Hanna Hesse, Bert Klein und Michael Herrschel erinnerten in der Effringer Marienkirche an Komponistinnen, die es ihrerzeit nicht leicht hatten. Foto: Kosowska-Németh

Die Musikschule Wildberg stellte ihr neuestes Projekt "Starke Stücke" vor – ein Kammerkonzert mit der Cellistin Hanna Hesse, dem Pianisten Bert Klein sowie Michael Herrschel als Rezitator und Sänger.

Wildberg-Effringen - In einem geschmackvoll gestalteten Reigen stellte das Ensemble das zeitgenössische Werk "Sieben Rosen" von Violeta Dinescu einigen alten und uralten Kompositionen aus weiblichen Händen gegenüber. Während die Frauen von heute ihre Fähigkeiten frei entfalten können, strandeten unzählige weibliche Musiktalente aufgrund der damaligen Gesellschaftsordnung in den Untiefen der Geschichte. Erst 1979 wurde in Frankfurt/Main das weltweit größte Archiv "Frauen und Musik" gegründet, in dem sowohl gegenwärtige Errungenschaften als auch alte Manuskripte und Erstdrucke ein Zeugnis über den Schaffungsdrang mehrerer Frauen-Generationen ablegen und an die verblassten oder vergessenen Namen erinnern.

Expressivität und Schaffens-Passion

Sowohl "starke Stücke" aus der Barockzeit von Francesca Caccini, Antonia Bembo und Anna Bon di Venezia als auch romantische Kompositionen von Emilie Mayer und Fanny Hensel (geborene Mendelssohn) führten die Zuhörer in die durch Musik überlieferte Gefühlswelt der Frauen von anno dazumal. Und wahrlich, die Leidenschaft der Ton- und Wortkünstler spiegelte Expressivität und glühende Schaffens-Passion der verblichenen Geister wider.

Hanna Hesse interpretierte die "introvertierten und hinreißenden" (Herrschel) romantische Werke mit seidigen Bogenstrichen und subtilem Vibrato. Ihre Liebe zum Detail drückte sich vor allem in der dynamischen Mannigfaltigkeit der einfühlsam geführten Phrasen aus, wobei der Celloklang stellenweise von dem virtuos ausgebauten Klavierpart überschattet wurde.
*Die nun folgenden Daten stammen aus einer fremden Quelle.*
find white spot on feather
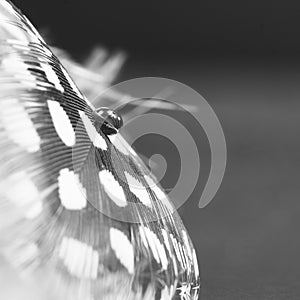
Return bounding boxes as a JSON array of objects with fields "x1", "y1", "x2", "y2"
[
  {"x1": 47, "y1": 100, "x2": 76, "y2": 146},
  {"x1": 160, "y1": 286, "x2": 173, "y2": 300},
  {"x1": 59, "y1": 237, "x2": 99, "y2": 279},
  {"x1": 58, "y1": 168, "x2": 87, "y2": 210},
  {"x1": 108, "y1": 133, "x2": 129, "y2": 155},
  {"x1": 99, "y1": 170, "x2": 127, "y2": 207},
  {"x1": 125, "y1": 171, "x2": 152, "y2": 207},
  {"x1": 109, "y1": 228, "x2": 134, "y2": 274},
  {"x1": 41, "y1": 64, "x2": 64, "y2": 93},
  {"x1": 140, "y1": 226, "x2": 168, "y2": 270},
  {"x1": 80, "y1": 112, "x2": 107, "y2": 150},
  {"x1": 61, "y1": 66, "x2": 83, "y2": 98},
  {"x1": 0, "y1": 98, "x2": 40, "y2": 152},
  {"x1": 193, "y1": 249, "x2": 199, "y2": 278}
]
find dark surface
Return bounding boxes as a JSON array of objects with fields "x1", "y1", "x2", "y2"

Das Liebesgedicht "Sieben Rosen" von Bertold Brecht wurde für Violeta Dinescu zur Inspiration für sieben poetische Miniaturen für Solocello. Hesse fing diese Augenblicke des Glücks auf eine farbige, improvisatorische und verklärte Weise auf.

Herrschel sorgt für echte Furore

Der Pianist Klein erwies sich als ein universell einsetzbarer Kammermusik-Partner, Continuo-Spieler und Solist. In einer Sonate für Cembalo von Anna Bon di Venezia aus dem Jahr 1757 hob sein selektiver Anschlag die Merkmale des stilistischen Übergangs zwischen Spätbarock und Frühklassik deutlich hervor.

Michael Herrschel führte durch das Konzert sachlich-souverän, und das Publikum fand nicht nur seine historischen Erläuterungen geistreich und tiefgründig. Zweimal präsentierte sich der Rezitator als ein ausdrucksstarker Sänger, der neben konturklarer Stimme und makelloser Aussprache zweifelsfrei über eine seltene Bühnen-Fähigkeit verfügt: Die Menschen in seinen Bann zu ziehen und sie mit Worten zu fesseln. Herrschel sorgte für echte Furore, nachdem er ein Stück aus der Zeit des französischen Sonnenkönigs in Hofmusik-Manier vorführte und dann einen Teil davon als Zugabe wiederholte.

In jeder Hinsicht war das Konzert ein echter Erfolg des Ensembles. Hoffentlich bleibt der gelungene Auftritt keine "Eintagsfliege".